But the matter of finding a scapegoat for Jesus' death is of no real interest to the Gospel writers - and we should not be distracted by it either. The Gospels are much more interested in stressing Christ’s innocence than finding someone to blame.

And Jesus' innocence was beyond doubt. Not a single charge stuck. No two witnesses were consistent. Not a shred of damning evidence for any crime was produced. Nothing in cross examination added up.

Pilate would have been delighted to have been able to find Jesus guilty of something - anything; it would have kept the excitable rabble outside his palace quiet. He could have gone to bed and been done with it. But, the closer Pilate examined the case, the more persuaded he became that Jesus was being framed.

In all four Gospels, Pilate tries to reason with those baying for his blood. Wary of getting drawn into an internal Jewish squabble he doubtless had little appetite for, he tries on four occasions to avoid sentencing Jesus. At first, he just declares the case closed, finding the charges frivolous and a waste of his time.

When that doesn’t work, he tries to pass the buck to Herod who happened to be in town for the Passover. Let him sort his squabbling fanatics out.
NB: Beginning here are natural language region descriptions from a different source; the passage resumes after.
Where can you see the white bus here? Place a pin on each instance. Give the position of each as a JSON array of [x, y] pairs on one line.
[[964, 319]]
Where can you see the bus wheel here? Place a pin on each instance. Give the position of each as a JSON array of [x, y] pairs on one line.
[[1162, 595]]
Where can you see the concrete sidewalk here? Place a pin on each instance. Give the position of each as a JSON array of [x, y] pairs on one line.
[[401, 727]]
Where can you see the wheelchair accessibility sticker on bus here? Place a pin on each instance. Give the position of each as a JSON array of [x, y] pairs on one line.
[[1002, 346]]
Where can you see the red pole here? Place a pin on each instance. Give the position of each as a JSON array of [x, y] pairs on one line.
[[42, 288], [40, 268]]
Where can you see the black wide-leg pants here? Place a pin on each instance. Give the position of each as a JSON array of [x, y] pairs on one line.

But Jesus didn't cooperate at all, completely blanking the vain, self-important fool who had stupidly executed his cousin John the Baptist.

When that doesn’t work, Pilate tries to bargain with those intent on doing away with Jesus, offering the obviously out of the question option of releasing a violent insurgent onto the streets instead.

When even that doesn’t work, he has Jesus beaten to within an inch of his life, hoping the Chief Priest and his cronies will agree that it's enough to make Jesus go away quietly. No chance.

Only when the mob blackmails Pilate with the threat of reporting him to Caesar for weakness and disloyalty does he give up and sign the death warrant they demand.

Never has anyone been so manifestly innocent. And yet never has a miscarriage of justice been so inevitable. No ingenious scheming or herculean effort could have stemmed the inexorable tide of events.

It wasn't an accident. Jesus had to go to the cross. Nothing could have stopped it. It was God’s sovereign resolve to proceed with the unthinkable. This is why he came.


The crucifixion itself makes upsetting reading. The positioning of a man's body on a cross made it difficult to breathe. The Victorian author Frederic Farrar described this graphically in his book Life of Christ: "A death by crucifixion seems to include dizziness, cramp, thirst, starvation, sleeplessness, traumatic fever, tetanus, shame, publicity of shame, long continuance of torment, horror of anticipation, mortification of untended wounds, all intensified just up to the point at which they can be endured at all, but all stopping just short of the point which would give to the suffer the relief of unconsciousness."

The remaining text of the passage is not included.